Mr. Jayaraman, learned standing counsel for the department, referred to this conclusion in the Commissioners order and submitted that it showed a proper sense of direction in the matter of levy of penalty under s. 273. We do not think so. The pertinent point made by the petitioner in its explanation was that the sudden rise in the papers circulation put the petitioners organization under tension and, in the process, made the petitioner miss the time-limit for filing the advance tax estimate. The Commissioner, however, did not advert to this aspect. In our judgment, the Commissioner has thereby ignored an important consideration relevant top the question of penalty under s. 271. For, here, is a new organization which had taken to a mass media as a source of income. The media of the press is notorious for its uper dictable ups and downs. While sudden winds of change may not effect old hands at the job, they might well overwhelm new entrants like the petitioner who could lose their bearings, occasionally, in the matter of priorities. It is, however, a measure of the petitioners attitude towards its fiscal obligations that within a matter of six days or so, the petitioner was able to collect its wits and prepare and file the estimate and also pay a sizeable advance tax of Rs, 40,000.

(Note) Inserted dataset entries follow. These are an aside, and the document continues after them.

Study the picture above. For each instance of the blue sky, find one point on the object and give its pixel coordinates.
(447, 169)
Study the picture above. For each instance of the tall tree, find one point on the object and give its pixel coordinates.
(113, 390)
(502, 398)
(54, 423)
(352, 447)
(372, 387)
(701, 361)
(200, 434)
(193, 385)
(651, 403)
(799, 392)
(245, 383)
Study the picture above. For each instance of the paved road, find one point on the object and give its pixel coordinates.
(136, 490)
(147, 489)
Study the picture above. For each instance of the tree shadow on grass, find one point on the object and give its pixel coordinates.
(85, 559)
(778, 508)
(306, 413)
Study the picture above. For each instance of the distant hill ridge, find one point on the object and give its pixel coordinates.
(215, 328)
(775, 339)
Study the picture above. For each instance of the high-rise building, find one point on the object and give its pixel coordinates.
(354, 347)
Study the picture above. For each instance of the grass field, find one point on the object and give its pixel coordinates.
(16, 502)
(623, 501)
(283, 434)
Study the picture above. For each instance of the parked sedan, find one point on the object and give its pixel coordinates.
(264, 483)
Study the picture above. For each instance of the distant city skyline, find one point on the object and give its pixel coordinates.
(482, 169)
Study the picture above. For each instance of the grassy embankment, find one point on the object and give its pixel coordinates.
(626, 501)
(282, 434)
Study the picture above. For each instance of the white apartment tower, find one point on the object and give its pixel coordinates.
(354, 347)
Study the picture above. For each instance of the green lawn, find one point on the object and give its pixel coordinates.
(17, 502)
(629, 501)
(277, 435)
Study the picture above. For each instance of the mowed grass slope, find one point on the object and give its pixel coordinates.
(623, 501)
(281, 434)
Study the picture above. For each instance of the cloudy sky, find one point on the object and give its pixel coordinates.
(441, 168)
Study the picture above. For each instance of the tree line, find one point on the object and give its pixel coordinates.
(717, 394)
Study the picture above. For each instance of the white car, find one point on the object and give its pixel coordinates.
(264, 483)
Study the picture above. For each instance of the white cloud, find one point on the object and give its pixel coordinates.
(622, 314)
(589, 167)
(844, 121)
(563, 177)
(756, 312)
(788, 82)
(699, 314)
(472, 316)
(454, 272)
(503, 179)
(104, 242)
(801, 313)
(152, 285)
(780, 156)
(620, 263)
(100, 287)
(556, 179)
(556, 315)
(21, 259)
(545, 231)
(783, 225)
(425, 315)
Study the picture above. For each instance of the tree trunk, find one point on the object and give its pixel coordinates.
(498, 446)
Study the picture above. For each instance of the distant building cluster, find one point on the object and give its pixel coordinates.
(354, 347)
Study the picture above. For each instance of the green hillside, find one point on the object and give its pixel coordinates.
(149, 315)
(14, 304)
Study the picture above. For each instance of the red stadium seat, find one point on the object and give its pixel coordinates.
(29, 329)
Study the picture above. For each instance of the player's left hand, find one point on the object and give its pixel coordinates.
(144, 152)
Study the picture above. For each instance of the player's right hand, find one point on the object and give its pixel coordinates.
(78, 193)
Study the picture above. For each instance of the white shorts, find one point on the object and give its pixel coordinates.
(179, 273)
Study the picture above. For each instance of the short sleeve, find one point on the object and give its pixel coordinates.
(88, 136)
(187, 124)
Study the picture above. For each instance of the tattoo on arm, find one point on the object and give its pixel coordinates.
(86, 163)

It is not our wish to reassess the factual situation, much less to sen-timentalise over any of its extenuating aspects. Our discussion of the material facts in the case is only intended to illustrate how evidence has got to be evaluated in the context of s. 273. Situations could be easily visualized. An assessee may set out to prove the existence of a reasonable cause for the default. That proff may not amount to much. It may fail as convicing proff of the existence of a reasonable cause. Even, so, that evidence such as it is, may yet possess enough weight to resist the ITO from drawing an inference that the default was without reasonable cause. A plausible explanation which falls short of proff of a positive fact may yet rule out a conclusion about the existence of the opposite.
The facts pleaded by the petitioner called forth a consideration from a single-minded perspective, namely, to find out whether the non-furnishing of the estimate was without a reasonable cause. What the ITO and the Commissioner, however, did was to proceed as though the petitioner was all the time on the defensive, and if the petitioners explanation was vulnerable to criticism, there was no escape to the petitioner from the penalty. The approach to the penalty action, as we have earlier shown, is singularly ill-fitted to the plain dictates of s. 273 of the I.T. Act.
We, accordingly, quash the penalty of Rs. 7,675 imposed on the petitioner by the ITO and confirmed by the Commissioner. In the circumstances of the case, however, there will be no order as to costs.